Rieger, Carl Heinrich - Kurze Betrachtungen über die Psalmen – Der 98. Psalm.
1. Ein Psalm. Singt dem HErrn ein neues Lied, denn er tut Wunder. Er siegt mit seiner Rechten, und mit seinem heiligen Arm. 2. Der HErr lässt sein Heil verkündigen, vor den Völkern lässt er seine Gerechtigkeit offenbaren. 3. Er gedenkt an seine Gnade und Wahrheit dem Hause Israel. Aller Welt Ende sehen das Heil unsers GOttes. 4. Jauchzt dem HErrn alle Welt, singt, rühmt und lobt; 5. Lobt den HErrn mit Harfen, mit Harfen und mit Psalm; 6. Mit Trompeten und Posaunen jauchzt vor dem HErrn, dem Könige. 7. Das Meer brause, und was darinnen ist, der Erdboden, und die darauf wohnen, 8. Die Wasserströme frohlocken, und alle Berge seien fröhlich, 9. Vor dem HErrn, denn er kommt das Erdreich zu richten. Er wird den Erdboden richten mit Gerechtigkeit, und die Völker mit Recht.
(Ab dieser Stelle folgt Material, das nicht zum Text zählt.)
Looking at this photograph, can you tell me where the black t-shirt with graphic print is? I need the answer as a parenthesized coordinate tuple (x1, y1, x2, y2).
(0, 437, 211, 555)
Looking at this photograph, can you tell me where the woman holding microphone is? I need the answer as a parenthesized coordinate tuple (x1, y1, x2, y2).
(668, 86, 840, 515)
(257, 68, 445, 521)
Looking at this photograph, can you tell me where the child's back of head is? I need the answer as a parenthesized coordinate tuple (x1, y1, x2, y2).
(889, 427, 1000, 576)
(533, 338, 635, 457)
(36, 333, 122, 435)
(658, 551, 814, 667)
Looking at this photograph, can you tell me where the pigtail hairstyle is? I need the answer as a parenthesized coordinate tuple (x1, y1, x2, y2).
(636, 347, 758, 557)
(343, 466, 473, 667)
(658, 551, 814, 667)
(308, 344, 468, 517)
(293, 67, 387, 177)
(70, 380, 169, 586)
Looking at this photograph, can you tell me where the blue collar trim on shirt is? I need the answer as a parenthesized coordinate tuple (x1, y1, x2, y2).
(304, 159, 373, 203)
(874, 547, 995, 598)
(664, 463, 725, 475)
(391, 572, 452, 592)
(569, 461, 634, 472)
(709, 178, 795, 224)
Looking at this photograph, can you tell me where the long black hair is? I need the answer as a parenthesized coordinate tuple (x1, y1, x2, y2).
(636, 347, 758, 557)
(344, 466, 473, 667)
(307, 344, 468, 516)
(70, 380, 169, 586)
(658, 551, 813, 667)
Der 98. Psalm hat seiner Einrichtung nach viel Ähnliches mit dem vorigen 96. Psalm, ist aber um deswillen nicht für überflüssig zu achten; denn da wir so oft wieder auf den alten Klageton verfallen; so ist eine abermalige Aufmunterung zum neuen Lied über das Heil und Reich GOttes wohl angelegt. Der Zuspruch und die Beweggründe wechseln auch hier immer mit einander ab. 1) Eine Ermunterung: Singet dem HErrn ein neues Lied. 2) Beweggründe, V. 1-3. 3) Nochmalige Ermunterung zum fröhlichen Lob, V. 4-8. Nochmalige Beweggründe, V. 9. Beim Leiden und Sterben, Auferstehung und Himmelfahrt unsers HErrn JEsu Christi ist der Grund gelegt, und der Anfang gemacht worden. Da ging das Gericht über die Welt, und es ist Alles richterlich indiziert, und unter sein rechtmäßiges Haupt, den Sohn GOttes, wieder gesprochen worden. Inzwischen ergeht nun an Alle im Evangelio der Beruf heraus aus der Welt, ins Reich des lieben Sohnes GOttes, und wer das annimmt, dem wird das Heil GOttes, und der starke Arm, den der HErr darin beweist, offenbar, und der kann auch aus allem Weitern, was der HErr zum Richten und Ererben des ganzen Erdbodens veranstaltet, nichts Übels besorgen; sondern kann beim Licht der Gerechtigkeit, der Gnade und Wahrheit GOttes sein Haupt empor heben, und sich seiner herannahenden Erlösung freuen. Wer aber die im Evangelio geoffenbarte Gerechtigkeit GOttes nicht erkennen noch lieb gewinnen lernt, mithin ohne dieselbe der Welt und ihrem Fürsten immer heimlich oder öffentlich anhängt, der wird erfahren, was es ist, wenn jenes Wort in die Erfüllung geht: Wer auf diesen Stein fällt, der wird zerschellen, auf welchen er aber fällt, den wird er zermalmen, Matth. 21,41.